First Things 57 (November 1995): 2-5
Contrary to a common misconception, science is not a monolithic enterprise committed to positivism. John J. Reilly ("After Darwin," June/July) is right on the mark in identifying the views of contemporary biologists such as Brian Goodwin as Platonic. In fact, from the time of the scientific revolution, biology has encompassed three major philosophical streams: Aristotelian, neo-Platonic, and mechanistic.
The Aristotelian approach held that organic structures must be understood according to built-in purposes (generally understood as divine purposes). Famous Aristotelians included Ray, Linnaeus, and Cuvier. But contemporary biologists are also giving Aristotle grudging credit; for example, Nobel prize-winner Max Delbruck delivered an address half-playfully entitled "How Aristotle Discovered DNA," arguing that the Aristotelian concept of Form is remarkably similar to the modern concept of a genetic program.
Brian Goodwin is a contemporary example of the neo-Platonist tradition, which emphasizes formative principles in living things and searches for fundamental anatomical patterns-"archetypes"-for each class of organism. Neo-Platonism blossomed in the eighteenth century as a reaction against the Newtonian world-machine of the Enlightenment, and was especially popular among embryologists, who sought an inner Law of Development to explain organic forms. (It is no accident that Goodwin is a developmental biologist.)
The mechanistic tradition began with Descartes, became radically reductionistic in the mid-nineteenth century, and achieved dominance in biology after Darwin proposed a completely materialistic mechanism for evolution. As historian Neal Gillespie argues, Darwin's intention was to promote a positivist epistemology limiting science to materialist explanations.

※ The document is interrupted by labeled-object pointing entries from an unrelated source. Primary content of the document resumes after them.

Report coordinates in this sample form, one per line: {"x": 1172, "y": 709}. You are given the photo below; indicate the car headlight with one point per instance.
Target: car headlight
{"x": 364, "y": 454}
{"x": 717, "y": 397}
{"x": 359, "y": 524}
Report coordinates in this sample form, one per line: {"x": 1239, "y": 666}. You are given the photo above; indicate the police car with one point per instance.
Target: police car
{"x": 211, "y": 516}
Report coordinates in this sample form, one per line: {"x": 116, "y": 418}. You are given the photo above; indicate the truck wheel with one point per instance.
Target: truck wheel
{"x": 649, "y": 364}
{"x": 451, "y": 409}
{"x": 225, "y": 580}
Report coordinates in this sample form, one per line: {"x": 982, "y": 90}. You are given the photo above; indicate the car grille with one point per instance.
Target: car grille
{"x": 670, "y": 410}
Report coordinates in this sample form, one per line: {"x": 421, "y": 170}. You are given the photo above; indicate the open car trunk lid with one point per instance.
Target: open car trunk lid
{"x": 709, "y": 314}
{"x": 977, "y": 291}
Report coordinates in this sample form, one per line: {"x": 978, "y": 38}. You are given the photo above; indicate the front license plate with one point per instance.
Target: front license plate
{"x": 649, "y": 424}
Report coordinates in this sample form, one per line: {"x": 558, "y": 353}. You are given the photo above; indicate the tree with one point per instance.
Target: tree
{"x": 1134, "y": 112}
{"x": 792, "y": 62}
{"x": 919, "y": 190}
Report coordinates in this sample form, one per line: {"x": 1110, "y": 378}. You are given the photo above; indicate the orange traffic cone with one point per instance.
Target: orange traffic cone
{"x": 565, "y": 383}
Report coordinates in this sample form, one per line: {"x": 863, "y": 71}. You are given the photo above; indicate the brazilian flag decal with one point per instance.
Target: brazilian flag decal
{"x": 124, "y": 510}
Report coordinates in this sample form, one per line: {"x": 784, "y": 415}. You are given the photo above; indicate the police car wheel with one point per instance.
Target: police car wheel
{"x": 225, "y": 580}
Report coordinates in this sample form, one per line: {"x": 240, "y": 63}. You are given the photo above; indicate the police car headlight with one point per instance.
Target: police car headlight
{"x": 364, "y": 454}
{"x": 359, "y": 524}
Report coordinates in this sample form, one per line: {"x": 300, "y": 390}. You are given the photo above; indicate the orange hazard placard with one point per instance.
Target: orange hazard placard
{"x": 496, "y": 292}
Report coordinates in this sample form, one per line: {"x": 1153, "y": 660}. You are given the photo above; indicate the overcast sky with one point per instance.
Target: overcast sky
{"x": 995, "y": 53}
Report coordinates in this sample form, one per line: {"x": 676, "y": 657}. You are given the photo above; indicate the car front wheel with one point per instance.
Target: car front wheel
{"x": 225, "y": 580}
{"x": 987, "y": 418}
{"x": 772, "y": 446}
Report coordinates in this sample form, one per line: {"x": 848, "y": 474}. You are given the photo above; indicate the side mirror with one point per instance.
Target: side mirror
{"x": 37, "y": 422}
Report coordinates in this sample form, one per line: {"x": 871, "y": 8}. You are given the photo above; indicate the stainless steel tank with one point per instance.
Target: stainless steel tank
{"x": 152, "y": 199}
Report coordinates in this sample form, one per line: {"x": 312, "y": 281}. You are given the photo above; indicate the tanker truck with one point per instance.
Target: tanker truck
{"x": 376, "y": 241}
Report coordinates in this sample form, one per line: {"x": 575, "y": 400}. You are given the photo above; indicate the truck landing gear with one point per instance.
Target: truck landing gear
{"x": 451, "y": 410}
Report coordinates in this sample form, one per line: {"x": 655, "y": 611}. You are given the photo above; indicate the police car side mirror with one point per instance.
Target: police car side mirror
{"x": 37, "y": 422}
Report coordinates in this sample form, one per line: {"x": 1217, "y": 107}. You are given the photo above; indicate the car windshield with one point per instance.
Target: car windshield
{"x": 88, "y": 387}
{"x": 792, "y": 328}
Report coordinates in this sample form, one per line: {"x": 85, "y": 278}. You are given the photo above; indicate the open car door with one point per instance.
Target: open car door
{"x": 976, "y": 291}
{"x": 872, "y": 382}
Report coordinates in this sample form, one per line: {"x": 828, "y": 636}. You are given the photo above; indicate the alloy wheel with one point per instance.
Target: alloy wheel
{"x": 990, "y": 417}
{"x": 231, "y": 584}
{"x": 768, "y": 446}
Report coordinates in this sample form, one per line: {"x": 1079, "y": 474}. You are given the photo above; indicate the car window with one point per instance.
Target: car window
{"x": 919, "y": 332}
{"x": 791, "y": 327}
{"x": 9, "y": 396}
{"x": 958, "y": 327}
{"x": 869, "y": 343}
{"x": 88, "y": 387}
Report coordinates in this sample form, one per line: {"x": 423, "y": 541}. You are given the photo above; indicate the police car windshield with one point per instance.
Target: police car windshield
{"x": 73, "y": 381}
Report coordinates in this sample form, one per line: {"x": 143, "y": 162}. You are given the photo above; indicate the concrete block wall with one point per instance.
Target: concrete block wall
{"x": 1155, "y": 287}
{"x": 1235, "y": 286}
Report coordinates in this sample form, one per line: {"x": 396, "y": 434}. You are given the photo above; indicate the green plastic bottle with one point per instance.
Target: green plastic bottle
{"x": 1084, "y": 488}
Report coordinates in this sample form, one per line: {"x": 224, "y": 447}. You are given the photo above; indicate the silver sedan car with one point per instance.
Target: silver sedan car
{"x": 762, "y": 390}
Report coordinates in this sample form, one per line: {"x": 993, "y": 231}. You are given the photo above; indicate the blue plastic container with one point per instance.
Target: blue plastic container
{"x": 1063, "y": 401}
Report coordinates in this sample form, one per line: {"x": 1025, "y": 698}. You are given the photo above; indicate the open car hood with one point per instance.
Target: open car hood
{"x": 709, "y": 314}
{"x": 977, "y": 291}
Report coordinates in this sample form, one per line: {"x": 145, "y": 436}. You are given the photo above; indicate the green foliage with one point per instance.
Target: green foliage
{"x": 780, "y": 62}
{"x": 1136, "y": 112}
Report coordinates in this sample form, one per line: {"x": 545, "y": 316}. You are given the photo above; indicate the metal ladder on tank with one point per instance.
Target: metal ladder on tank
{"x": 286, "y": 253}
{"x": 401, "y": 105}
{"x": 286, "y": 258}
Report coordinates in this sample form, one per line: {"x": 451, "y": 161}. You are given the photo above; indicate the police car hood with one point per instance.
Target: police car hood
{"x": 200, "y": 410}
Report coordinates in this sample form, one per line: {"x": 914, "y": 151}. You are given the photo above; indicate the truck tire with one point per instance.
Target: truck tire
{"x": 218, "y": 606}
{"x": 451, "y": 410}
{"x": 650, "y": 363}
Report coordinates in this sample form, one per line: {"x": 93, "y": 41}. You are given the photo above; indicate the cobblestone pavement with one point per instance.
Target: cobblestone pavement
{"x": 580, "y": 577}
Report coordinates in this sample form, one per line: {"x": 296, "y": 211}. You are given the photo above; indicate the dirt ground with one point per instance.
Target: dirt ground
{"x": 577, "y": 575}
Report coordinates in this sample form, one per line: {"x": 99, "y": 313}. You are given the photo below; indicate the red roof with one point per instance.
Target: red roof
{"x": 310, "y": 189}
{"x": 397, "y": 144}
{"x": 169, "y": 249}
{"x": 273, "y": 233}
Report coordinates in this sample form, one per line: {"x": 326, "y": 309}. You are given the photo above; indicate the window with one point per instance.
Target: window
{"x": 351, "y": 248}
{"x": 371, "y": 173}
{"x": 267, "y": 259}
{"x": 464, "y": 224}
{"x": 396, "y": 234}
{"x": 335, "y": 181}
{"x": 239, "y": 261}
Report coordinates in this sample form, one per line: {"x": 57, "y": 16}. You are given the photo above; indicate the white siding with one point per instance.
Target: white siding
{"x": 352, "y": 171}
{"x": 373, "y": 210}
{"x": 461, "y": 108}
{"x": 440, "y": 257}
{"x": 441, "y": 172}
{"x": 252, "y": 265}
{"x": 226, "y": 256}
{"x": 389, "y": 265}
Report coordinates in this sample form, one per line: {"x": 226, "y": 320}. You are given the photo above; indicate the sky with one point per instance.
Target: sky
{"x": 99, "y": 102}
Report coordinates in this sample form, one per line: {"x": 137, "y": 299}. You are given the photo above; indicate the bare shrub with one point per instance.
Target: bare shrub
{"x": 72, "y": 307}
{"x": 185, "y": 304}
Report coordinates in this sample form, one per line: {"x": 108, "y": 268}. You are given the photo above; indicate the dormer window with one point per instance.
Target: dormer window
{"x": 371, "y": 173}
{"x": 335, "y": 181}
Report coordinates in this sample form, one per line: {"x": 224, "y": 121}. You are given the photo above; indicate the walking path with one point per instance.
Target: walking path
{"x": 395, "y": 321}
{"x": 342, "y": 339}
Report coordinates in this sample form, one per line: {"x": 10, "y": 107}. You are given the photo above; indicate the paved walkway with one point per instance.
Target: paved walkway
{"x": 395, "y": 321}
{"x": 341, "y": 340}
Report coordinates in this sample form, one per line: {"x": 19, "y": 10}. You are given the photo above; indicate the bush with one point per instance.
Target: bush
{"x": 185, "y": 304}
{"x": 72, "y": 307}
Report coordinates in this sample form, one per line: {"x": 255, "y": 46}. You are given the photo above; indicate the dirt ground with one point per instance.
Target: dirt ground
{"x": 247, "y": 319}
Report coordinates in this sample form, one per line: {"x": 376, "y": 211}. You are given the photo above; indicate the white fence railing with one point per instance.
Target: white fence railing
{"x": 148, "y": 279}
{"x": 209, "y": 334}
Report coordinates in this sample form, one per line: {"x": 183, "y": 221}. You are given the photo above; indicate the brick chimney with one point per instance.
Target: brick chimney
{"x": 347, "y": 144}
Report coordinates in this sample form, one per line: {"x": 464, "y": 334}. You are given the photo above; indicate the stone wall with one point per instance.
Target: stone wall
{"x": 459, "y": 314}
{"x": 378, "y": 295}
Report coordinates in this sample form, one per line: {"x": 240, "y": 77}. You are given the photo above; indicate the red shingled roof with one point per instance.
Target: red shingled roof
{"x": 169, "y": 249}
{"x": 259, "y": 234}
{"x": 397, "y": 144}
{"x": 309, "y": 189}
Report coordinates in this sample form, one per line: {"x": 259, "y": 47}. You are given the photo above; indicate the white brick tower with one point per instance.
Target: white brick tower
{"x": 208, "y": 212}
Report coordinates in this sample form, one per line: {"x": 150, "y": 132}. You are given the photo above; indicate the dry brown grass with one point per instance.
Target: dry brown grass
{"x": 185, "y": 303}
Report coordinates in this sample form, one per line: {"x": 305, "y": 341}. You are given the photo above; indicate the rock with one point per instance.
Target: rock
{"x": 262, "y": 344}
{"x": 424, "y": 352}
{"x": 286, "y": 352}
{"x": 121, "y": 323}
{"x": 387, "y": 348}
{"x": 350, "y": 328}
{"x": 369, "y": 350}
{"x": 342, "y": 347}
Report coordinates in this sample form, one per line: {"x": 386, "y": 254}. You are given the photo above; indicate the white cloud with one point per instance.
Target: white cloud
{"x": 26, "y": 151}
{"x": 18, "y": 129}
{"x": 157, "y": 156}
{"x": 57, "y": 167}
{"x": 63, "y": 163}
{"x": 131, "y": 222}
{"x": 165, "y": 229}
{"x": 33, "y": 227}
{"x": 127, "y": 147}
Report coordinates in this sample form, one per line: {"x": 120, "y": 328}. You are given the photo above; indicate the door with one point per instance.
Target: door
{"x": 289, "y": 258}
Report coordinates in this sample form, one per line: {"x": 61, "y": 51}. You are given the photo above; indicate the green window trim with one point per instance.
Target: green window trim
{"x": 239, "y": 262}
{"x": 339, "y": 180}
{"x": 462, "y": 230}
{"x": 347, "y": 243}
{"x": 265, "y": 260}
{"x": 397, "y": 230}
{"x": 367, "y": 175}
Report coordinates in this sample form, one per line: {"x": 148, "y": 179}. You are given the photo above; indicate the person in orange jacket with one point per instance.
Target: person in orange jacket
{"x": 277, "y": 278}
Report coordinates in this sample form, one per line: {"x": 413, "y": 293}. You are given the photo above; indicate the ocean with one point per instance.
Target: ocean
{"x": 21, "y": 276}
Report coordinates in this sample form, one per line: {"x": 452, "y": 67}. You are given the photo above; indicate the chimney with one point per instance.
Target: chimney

Today the neo-Darwinist mechanism for evolution (centered on mutation and natural selection) is being discredited-and with it, the positivist epistemology. As a result, the neo-Platonist tradition is becoming emboldened again, often encouraged by New Age spirituality (Goodwin's critics describe him as a New Age mystic); Aristotelianism is likewise making a comeback, particularly in creationist arguments for the validity of concepts such as purpose and design in biology.
Reilly seems worried about the sludge that might "bubble to the surface" as Enlightenment positivism cracks up. But I suggest that we are merely seeing a revival of the philosophical diversity that has always characterized biology. In the broad scope of history, the hegemony of positivism is a temporary aberration, a mere blip on the screen, already beginning to fade.